Жанна оглядела поэта, и, по-видимому, его облик не внушил ей опасений, потому что она насмешливо улыбнулась. С весны 1967-го юноша стал носить очки в присутственных местах и на улицах, и очки придали его облику известную безобидность, какую обычно сообщают очки щуплому молодому человеку. Правда, юноша-поэт и пышная с яркими на ветру щеками Анна несколько более, чем это необходимо, контрастировали друг с другом, но при желании Анну можно было принять за сексуальную вампирессу, безжалостно сосущую соки из юнца. Очевидно, белошапочная Жанна – инженер, мать-одиночка – осталась удовлетворена таким вариантом. Люди склонны доверять доступным их пониманию ситуациям и с недоверием относятся к ситуациям незнакомым и неиспытанным. Возможно, мимо Жанны уже прошла однажды подобная неравная пара, может быть, аффектированное красноречие Анны возымело действие – как бы там ни было, через некоторое время они уже мчались в метро по направлению к искомой жилплощади.
Молодые женщины оживленно беседовали, а поэт испытывал большое облегчение от того, что ему нет необходимости участвовать в беседе. Еще раз он воочию убедился в полезности подруги. То, чего не умел делать Эд, с успехом и удовольствием делала Анна.
4
– Эд, сколько можно дрыхнуть! – Анна Моисеевна, умытая, с уже накрашенными губами, с заплетенной косой, белое кружево воротника наколото на черное платье-мешок, нависла над ним. – Ты дрыхнешь, Революционер дрыхнет. Я должна уходить.
– Ну и уходи. В чем дело?
– Что ты там нес ночью об отрезанных членах, вспоминал какой-то суп из крови… Ты не заболел со своим сюрреализмом?
– При чем тут сюрреализм…
Эд садится в постели.
– Володька дал мне почитать Марченко. Кошмар на кошмаре.
– Кто такой Марченко?
– Жлоб, случайно попавший в тюрьму. За незаконный переход границы. После этой книги жить не хочется. На хуя я ее читал, идиот!
Поэт встает и, дабы размяться, делает несколько наклонов. Анна опускает руку в плоскую сумочку и шарит там, время от времени извлекая и выкладывая на ночной стол тот или иной предмет женского обихода. Расческу, помаду, баночку с ярко-синей краской (ею она обильно окрашивает веки), мелкие деньги, более крупные деньги…

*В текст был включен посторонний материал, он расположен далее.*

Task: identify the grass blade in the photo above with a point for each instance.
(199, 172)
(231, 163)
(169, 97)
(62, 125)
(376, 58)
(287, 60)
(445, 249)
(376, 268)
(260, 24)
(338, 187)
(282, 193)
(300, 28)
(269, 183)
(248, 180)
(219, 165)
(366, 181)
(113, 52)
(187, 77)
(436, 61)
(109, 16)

– Ты чего-нибудь хочешь от меня? – Уже в брюках, поэт стоит перед Борькиным зеркалом у постели и расчесывает длинные, остриженные по-московски в скобку а-ля советский Алексей Толстой, волосы. Он с неудовольствием отмечает, что у него физиономия комнатного растения. Рожа бледная. Хотя на дворе май, он редко бывает на солнце. Жизнь его проигрывается на сценических площадках таких вот, как Борькина, квартирок-трущоб, в которых холодно даже летом. Под аккомпанемент вечно текущих кранов, в писании стихов, в их чтении и слушании чужих произведений, в крикливых спорах об искусстве, и в пьянстве тоже, увы. Дитя подземелья. Нужно поехать в Сокольники с Андрюшкой Лозиным, подзагореть.
– Ты не мог бы съездить со мною в ГУМ, Эд?
– Нет уж, Анюта, ты уж вали сама сегодня. Революционер слиняет, я сяду брюки Судакову шить.